I will not, in this article, enter the debate as to whether or not it is ethical, or even legal, for commercial enterprises and other private parties to analyze data lifted from breached systems. In at last some cases, the data would seem to be stolen property; the SplashData list has already received abundant media coverage, and, at this point, my commenting on lessons learned from it no longer creates a moral quagmire.
As you can see from the list below, the most commonly used passwords within the collection of over two million are quite weak--with "123456," "password," and "12345678" leading the pack; it seems that years of attempts at educating people not to choose poor passwords have been far from successful.
Interestingly, many of the passwords on the list have also appeared on the list in prior years--"123456" and "password" led the list last year as well--meaning that people have not only been using weak passwords in general for quite some time, but that they continue to use specifically the passwords most commonly used at beached sites, and which hackers are most likely to try first when attempting to crack accounts. So much for security.

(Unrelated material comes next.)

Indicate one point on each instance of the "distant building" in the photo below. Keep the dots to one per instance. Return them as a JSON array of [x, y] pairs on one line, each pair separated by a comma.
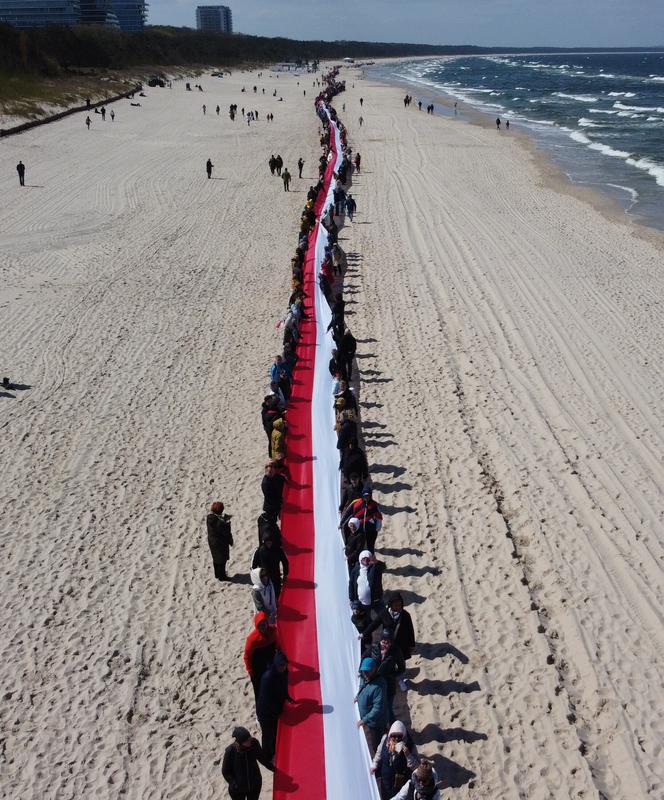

It is also worthwhile to note that some of the passwords appearing on the list for the first time (e.g., "1234567890") seem to be longer versions of exceedingly poor passwords used in the past. Such a development likely indicates that either websites are attempting to improve security by requiring longer passwords while simultaneously failing to address far more serious password shortcomings, or that people have come to the erroneous conclusion that lengthening passwords automatically improves their security.
The fact that passwords like "solo" and "star wars" are now on the list is not surprising, and not indicative of strong security--hackers have known for a long time to try permutations of trending entertainment and sports themes when attempting to crack passwords.

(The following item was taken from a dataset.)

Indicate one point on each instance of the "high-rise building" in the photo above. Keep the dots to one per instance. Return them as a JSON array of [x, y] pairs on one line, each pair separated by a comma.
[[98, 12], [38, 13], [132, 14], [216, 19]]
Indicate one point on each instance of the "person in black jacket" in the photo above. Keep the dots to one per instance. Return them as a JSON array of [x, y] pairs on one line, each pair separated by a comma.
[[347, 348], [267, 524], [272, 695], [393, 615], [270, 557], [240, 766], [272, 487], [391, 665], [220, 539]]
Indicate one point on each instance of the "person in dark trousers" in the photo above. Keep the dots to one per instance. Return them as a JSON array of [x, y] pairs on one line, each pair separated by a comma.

Why do people use such poor passwords? Typically the answer that is given is that it is simply too difficult to remember many strong passwords.
But that need not be the case. There are definitely ways to create strong passwords that you can easily remember.
So, check out SplashData's list, and if you're using any of these codes on any site of importance, beware: These will likely be among the first passwords that any hacker trying to breach your account will try. It is probably also ideal not to use any of them even on an unimportant site; use something else that is easy to remember in order to reduce the likelihood of your having to deal with creating new accounts due to a breach.